Cis expectations: Or, why I stopped giving a fuck

I’ll start this by saying there are limitations to who it is safe for me to “not give a fuck” about. In principle, this includes people in positions of institutional authority (parents, legislators, police, schools, doctors, lawyers, judges, etc.) whose opinions can and do have a very real potential to impact me, to a much greater extent then someone who occupies none of those positions (i.e. a “peer”). Similarly, a peer can position themselves in a position of great impact by threatening violence against me, so even in the absence of institutional authority there can be contexts where I really do have to care about what someone says or thinks. Because, you know, violence.

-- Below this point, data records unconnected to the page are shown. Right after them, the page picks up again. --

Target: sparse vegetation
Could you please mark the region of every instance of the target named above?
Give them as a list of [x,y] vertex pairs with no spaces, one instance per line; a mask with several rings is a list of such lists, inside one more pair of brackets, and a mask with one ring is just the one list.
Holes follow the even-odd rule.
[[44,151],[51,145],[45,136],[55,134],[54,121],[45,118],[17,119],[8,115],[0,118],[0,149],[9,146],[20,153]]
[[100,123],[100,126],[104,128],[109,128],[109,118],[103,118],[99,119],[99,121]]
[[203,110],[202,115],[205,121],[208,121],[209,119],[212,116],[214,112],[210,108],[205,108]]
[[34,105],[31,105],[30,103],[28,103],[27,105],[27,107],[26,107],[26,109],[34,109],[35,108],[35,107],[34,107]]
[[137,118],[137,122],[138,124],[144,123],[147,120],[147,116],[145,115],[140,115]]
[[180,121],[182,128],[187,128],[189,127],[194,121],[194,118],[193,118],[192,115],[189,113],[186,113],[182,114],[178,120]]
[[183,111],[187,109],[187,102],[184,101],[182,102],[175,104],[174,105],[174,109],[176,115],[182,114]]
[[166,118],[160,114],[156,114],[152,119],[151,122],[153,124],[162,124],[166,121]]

I speak of the contradictory and impossible expectations thrust upon me: As a woman, as a trans woman, as a kinkster, you name it. This particular phenomenon isn’t actually unique to any given identity group, though minorities are disproportionately affected by it. It’s the Catch-22.

Imagine this: I am possessed by an episode of masochism and so attempt to dialogue with two sex-negative TERFs. I admit during this conversation that I enjoy BDSM. One TERF argues that my submission indicates a misguided belief in the supposed inferiority of women (having sought submission and womanhood at the same time); the other TERF argues that my dominance indicates that my gender identity is a ruse altogether cloaking misogynistic attitudes that insist on a woman’s “proper place.”

Here’s the trick: They’re the same TERF. That’s because people in this scenario have started with their conclusion and they’ll work their way backwards to ram their immediate surroundings into their construct. They start with “I’m dangerous” and will torture any circumstances presented to them to get a confession thereof. Without the slightest hint of irony they will predictably contradict themselves, sometimes within the same sentence.

(Setting aside the pseudo-Freudian bollocks altogether, I could write in detail about the nuances of my kink and I assure you it has nothing to do with either of the above scenarios.)

If I’m feminine, it’s obviously because I think womanhood is defined by sex-stereotypes. If I’m masculine or non-conforming, I’m obviously not “really” a woman and just doing the trans thing for attention.

If I’m attracted to women I’m “really” just a straight guy and if I’m attracted to men I’m “really” just a gay guy–“guy” being the foregone conclusion.

If I’m ambitious it’s because I had male socialization but if I’m content it’s because I’ve internalized the helplessness of womanhood.

If I’m stone cold, it’s because I have too much testosterone. If I’m emotional, it’s because I have too much estrogen.

It never stops!

For whatever reason, enough cisgender people think my gender expression–or any aspect of my personal, private being–is a matter of public spectacle. And on top of that, they think this is a fair one-on-one interaction. They don’t realize that they are voice number 1,232,104 offering unsolicited opinions about me and my morally neutral choices.

Ultimately this isn’t about communicating reasonable expectations. If it were reasonable, there might be a way to win.

As there isn’t, I’m not playing. That’s where “fuck off, I don’t care” comes in–at least with peers. That’s why absolutely none of my morally neutral choices are up for debate.

I don’t fucking care about what you think about the way I wear my hair. I don’t care what you think about my glasses. I don’t care what you think about my kink, my dating, my sexual practices, my job, my volunteer work. I Don’t. Fucking. Care.

Because pleasing you means pissing off someone else.

So remember that next time you offer up these sorts of opinions. Even if we accepted the premise that I require constant external validation, such a requirement would leave me mired in the quicksand of ignorance surrounding gender variance and the act of transitioning.